Hägglund claims that much of the contemporary crisis of meaning comes from the lack of time made available to people under capitalist conditions, where they end up selling their labor power to survive rather than exercising their spiritual freedom to choose more fulfilling ways of spending their time; he argues persuasively that a democratic socialist society, where choices about the allocation of labor and free time are made collectively and democratically, would enable all persons to enjoy more spiritually and existentially fulfilling lives in community with others.

Beyond Liberalism

Liberals will need to address the material and social bases of crises of meaning more directly if they are to effectively respond to them. This will require reevaluating basic presuppositions not just at the level of individual values and personal behaviors, but in terms of the social relations that determine and inform so much of our lives. This means liberals need to develop a more comprehensive theory of economic power and the role it plays in shaping social outcomes.

Rawls himself demonstrated an awareness of this in Justice as Fairness: A Restatement. Taking seriously the Marxist critique of “bourgeois” rights, Rawls acknowledged that economic power often translated into immense political power — diluting the equal and fair “value” of the political liberties that liberal citizens are supposed to enjoy.
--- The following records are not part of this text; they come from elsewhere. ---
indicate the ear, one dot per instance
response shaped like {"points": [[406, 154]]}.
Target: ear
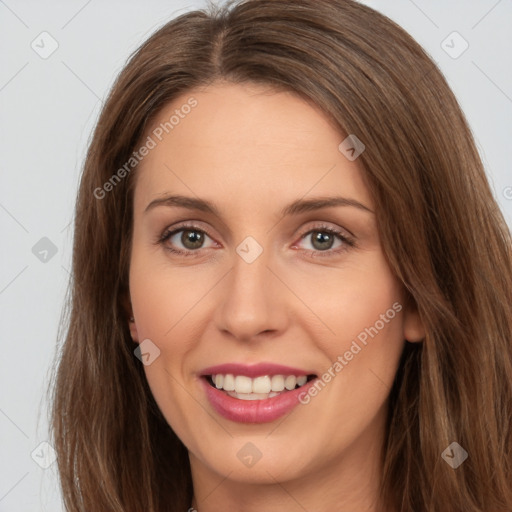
{"points": [[414, 329], [127, 307]]}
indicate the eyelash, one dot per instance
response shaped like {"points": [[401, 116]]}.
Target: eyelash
{"points": [[348, 242]]}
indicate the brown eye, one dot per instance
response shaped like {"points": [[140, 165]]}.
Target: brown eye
{"points": [[192, 239], [322, 240]]}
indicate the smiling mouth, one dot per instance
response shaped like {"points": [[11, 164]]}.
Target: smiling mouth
{"points": [[258, 388]]}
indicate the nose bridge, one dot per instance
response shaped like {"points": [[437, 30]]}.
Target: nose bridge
{"points": [[251, 302]]}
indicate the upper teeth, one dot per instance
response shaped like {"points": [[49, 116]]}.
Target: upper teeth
{"points": [[263, 384]]}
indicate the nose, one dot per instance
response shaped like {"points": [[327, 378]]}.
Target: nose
{"points": [[253, 301]]}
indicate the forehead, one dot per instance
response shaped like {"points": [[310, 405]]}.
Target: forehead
{"points": [[245, 141]]}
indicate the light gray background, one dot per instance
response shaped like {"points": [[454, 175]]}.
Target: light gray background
{"points": [[48, 109]]}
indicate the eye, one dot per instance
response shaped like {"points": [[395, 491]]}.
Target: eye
{"points": [[184, 240], [326, 241]]}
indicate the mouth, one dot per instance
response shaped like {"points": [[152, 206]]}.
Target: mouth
{"points": [[258, 393], [262, 387]]}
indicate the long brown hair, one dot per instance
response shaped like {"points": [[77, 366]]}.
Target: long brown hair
{"points": [[441, 230]]}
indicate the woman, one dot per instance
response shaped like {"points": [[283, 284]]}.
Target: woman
{"points": [[291, 283]]}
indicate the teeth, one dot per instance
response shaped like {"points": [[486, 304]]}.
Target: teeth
{"points": [[277, 383], [290, 382], [260, 387], [243, 384]]}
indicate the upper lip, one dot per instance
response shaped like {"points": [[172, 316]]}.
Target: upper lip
{"points": [[253, 370]]}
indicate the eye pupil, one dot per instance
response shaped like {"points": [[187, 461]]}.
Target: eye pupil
{"points": [[322, 237], [192, 239]]}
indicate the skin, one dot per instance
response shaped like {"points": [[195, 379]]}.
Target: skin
{"points": [[251, 151]]}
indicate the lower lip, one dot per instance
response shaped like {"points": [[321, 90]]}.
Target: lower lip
{"points": [[254, 411]]}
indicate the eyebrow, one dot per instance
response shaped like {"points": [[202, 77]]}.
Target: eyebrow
{"points": [[295, 208]]}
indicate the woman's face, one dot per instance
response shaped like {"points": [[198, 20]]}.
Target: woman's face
{"points": [[269, 284]]}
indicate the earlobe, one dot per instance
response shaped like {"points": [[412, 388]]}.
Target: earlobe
{"points": [[133, 330], [414, 330]]}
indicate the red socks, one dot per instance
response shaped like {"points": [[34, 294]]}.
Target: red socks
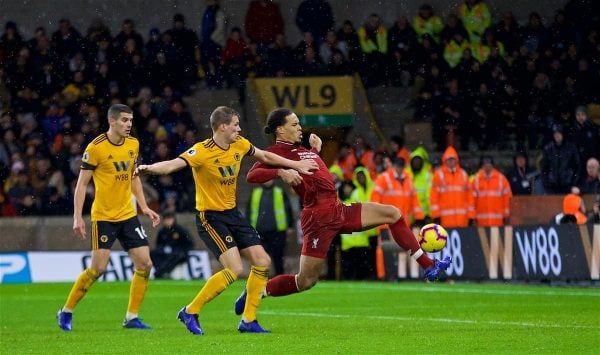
{"points": [[282, 285], [405, 238]]}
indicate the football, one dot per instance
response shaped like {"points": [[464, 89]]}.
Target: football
{"points": [[432, 237]]}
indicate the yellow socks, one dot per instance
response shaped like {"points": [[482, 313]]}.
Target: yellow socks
{"points": [[213, 287], [85, 280], [137, 291], [257, 280]]}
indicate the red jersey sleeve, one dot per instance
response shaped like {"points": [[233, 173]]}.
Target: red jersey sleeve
{"points": [[260, 173]]}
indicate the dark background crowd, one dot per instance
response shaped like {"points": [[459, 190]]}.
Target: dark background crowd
{"points": [[485, 82]]}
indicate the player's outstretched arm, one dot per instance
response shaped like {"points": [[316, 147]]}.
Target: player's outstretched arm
{"points": [[161, 168], [302, 166], [138, 192], [78, 200], [260, 173]]}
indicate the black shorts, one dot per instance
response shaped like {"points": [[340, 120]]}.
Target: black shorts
{"points": [[223, 230], [130, 234]]}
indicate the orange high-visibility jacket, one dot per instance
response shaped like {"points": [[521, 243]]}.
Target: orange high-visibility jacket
{"points": [[491, 198], [391, 190], [451, 200], [367, 159]]}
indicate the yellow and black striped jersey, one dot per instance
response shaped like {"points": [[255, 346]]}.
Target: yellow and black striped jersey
{"points": [[113, 167], [215, 172]]}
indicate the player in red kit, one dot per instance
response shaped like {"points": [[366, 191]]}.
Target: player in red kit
{"points": [[323, 215]]}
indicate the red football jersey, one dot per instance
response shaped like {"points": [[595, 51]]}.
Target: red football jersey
{"points": [[318, 186]]}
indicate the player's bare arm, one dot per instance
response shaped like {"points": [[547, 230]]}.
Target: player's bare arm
{"points": [[302, 166], [289, 176], [79, 197], [138, 192], [161, 168]]}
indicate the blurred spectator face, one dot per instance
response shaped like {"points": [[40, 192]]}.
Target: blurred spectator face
{"points": [[581, 117], [452, 20], [558, 137], [337, 58], [592, 167], [347, 191], [160, 58], [103, 44], [162, 151], [129, 46], [483, 89], [235, 36], [309, 55], [127, 26], [280, 41], [425, 12], [416, 163], [534, 21], [451, 163], [347, 28], [42, 166], [308, 37], [487, 166], [361, 178], [136, 59], [402, 22], [330, 37], [373, 21], [78, 77], [167, 92], [153, 124], [167, 39], [177, 107], [64, 26]]}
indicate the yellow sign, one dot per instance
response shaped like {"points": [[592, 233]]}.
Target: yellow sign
{"points": [[330, 95]]}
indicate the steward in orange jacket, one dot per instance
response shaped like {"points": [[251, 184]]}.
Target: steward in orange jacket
{"points": [[491, 195], [395, 187], [451, 200]]}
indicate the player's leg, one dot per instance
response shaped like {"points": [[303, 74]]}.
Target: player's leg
{"points": [[102, 238], [213, 229], [134, 240], [86, 279], [257, 281], [218, 282], [374, 214], [142, 265]]}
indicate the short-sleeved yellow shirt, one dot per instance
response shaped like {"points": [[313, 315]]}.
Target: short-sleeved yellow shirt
{"points": [[113, 167], [216, 171]]}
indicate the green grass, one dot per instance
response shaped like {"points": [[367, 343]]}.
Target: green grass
{"points": [[333, 317]]}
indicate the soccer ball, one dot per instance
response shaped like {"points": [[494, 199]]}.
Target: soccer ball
{"points": [[432, 237]]}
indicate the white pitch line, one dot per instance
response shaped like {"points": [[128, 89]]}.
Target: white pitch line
{"points": [[543, 291], [428, 319]]}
This grotesque inequality in political and economic power enables the wealthy to enact laws and policies that benefit them at the expense of the poor and working class, undermining the ideal of society as a fair system of cooperation and paving the road to neoliberal “liberaldom.”
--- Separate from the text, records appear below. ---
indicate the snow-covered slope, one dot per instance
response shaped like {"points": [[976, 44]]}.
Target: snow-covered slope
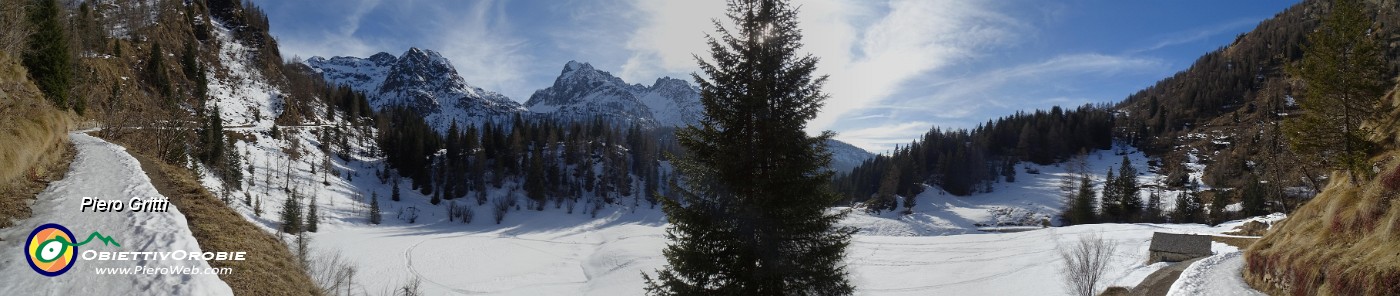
{"points": [[1031, 201], [105, 170], [846, 156], [422, 80], [583, 93]]}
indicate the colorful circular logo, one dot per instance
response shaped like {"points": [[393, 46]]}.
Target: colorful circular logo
{"points": [[49, 250]]}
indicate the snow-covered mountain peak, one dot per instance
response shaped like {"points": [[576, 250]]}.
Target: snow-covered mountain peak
{"points": [[576, 65], [417, 79]]}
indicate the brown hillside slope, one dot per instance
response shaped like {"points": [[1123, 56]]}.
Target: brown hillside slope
{"points": [[31, 140], [1343, 241]]}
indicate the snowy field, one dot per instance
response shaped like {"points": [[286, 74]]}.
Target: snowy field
{"points": [[104, 170], [549, 253]]}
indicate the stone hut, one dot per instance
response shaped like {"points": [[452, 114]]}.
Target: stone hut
{"points": [[1172, 247]]}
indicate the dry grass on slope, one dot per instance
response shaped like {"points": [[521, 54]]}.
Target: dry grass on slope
{"points": [[1343, 241], [269, 270], [34, 145]]}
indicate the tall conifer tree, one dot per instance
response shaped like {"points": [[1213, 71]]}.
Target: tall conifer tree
{"points": [[48, 58], [752, 219], [1343, 69]]}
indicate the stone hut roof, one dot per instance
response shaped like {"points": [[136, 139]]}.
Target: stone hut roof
{"points": [[1180, 243]]}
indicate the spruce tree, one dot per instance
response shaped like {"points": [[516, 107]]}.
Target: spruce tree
{"points": [[752, 219], [1112, 201], [1081, 204], [395, 195], [1343, 70], [291, 220], [1129, 199], [312, 218], [48, 58], [374, 209]]}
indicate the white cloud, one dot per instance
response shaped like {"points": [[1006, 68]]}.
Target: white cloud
{"points": [[333, 41], [483, 51], [868, 51], [972, 90], [882, 139], [668, 34], [1197, 34], [963, 101]]}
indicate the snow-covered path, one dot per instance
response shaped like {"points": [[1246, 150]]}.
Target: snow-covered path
{"points": [[107, 171], [1214, 275]]}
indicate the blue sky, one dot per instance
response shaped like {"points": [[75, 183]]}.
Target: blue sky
{"points": [[896, 66]]}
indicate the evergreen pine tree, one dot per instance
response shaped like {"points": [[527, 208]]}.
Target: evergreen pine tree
{"points": [[156, 72], [1112, 201], [291, 219], [374, 208], [753, 219], [1154, 208], [48, 59], [395, 195], [1129, 188], [1253, 198], [1081, 204], [1344, 73], [312, 218]]}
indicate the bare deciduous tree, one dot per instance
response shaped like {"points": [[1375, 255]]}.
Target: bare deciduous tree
{"points": [[1085, 263]]}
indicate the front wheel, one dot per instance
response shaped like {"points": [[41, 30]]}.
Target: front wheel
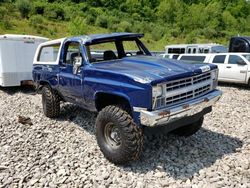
{"points": [[118, 137], [190, 129]]}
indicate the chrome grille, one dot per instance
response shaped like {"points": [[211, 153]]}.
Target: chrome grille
{"points": [[178, 91]]}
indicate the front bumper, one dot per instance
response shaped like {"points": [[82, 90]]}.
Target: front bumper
{"points": [[174, 113]]}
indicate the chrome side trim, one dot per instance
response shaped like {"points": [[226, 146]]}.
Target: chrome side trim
{"points": [[173, 113]]}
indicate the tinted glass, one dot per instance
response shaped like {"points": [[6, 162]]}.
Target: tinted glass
{"points": [[131, 48], [193, 58], [175, 56], [73, 50], [234, 59], [219, 59], [176, 50], [49, 53], [247, 57]]}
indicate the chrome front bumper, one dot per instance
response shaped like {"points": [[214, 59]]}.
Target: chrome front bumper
{"points": [[171, 114]]}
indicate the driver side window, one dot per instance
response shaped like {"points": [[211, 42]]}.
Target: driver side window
{"points": [[72, 51], [234, 59], [131, 48]]}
Despite these criticisms, Liberalism as a Way of Life should be welcomed as a humane and spirited defense of the (left)-liberal good life. It offers an original way of conceptualizing liberalism, and effectively rebuts those who would dismiss liberals as one-dimensional bores, out of touch with deeper questions of meaning, or as avaricious defenders of the neoliberal status quo. Lefebvre demonstrates that liberalism has the intellectual resources to speak to what a life well lived would look like, while remaining recognizably liberal. It would be a life of warmth, open-mindedness, and creativity, which compares admirably to other kinds of good life that may be dedicated to the pursuit, say, of religious or aesthetic perfection.

Lefebvre also calls on liberals to engage in some self-examination and ask themselves if they are satisfied with who they have become and the societies in which they live. For many, the answer is likely no; the next step would be to try to become the kinds of people liberals say they want to be, and to make the societies liberals say they want to live in. Doing that, however, may require a deeper sort of social critique than that which liberals have traditionally trafficked in. Dare I say, it would require a transition to liberal socialism.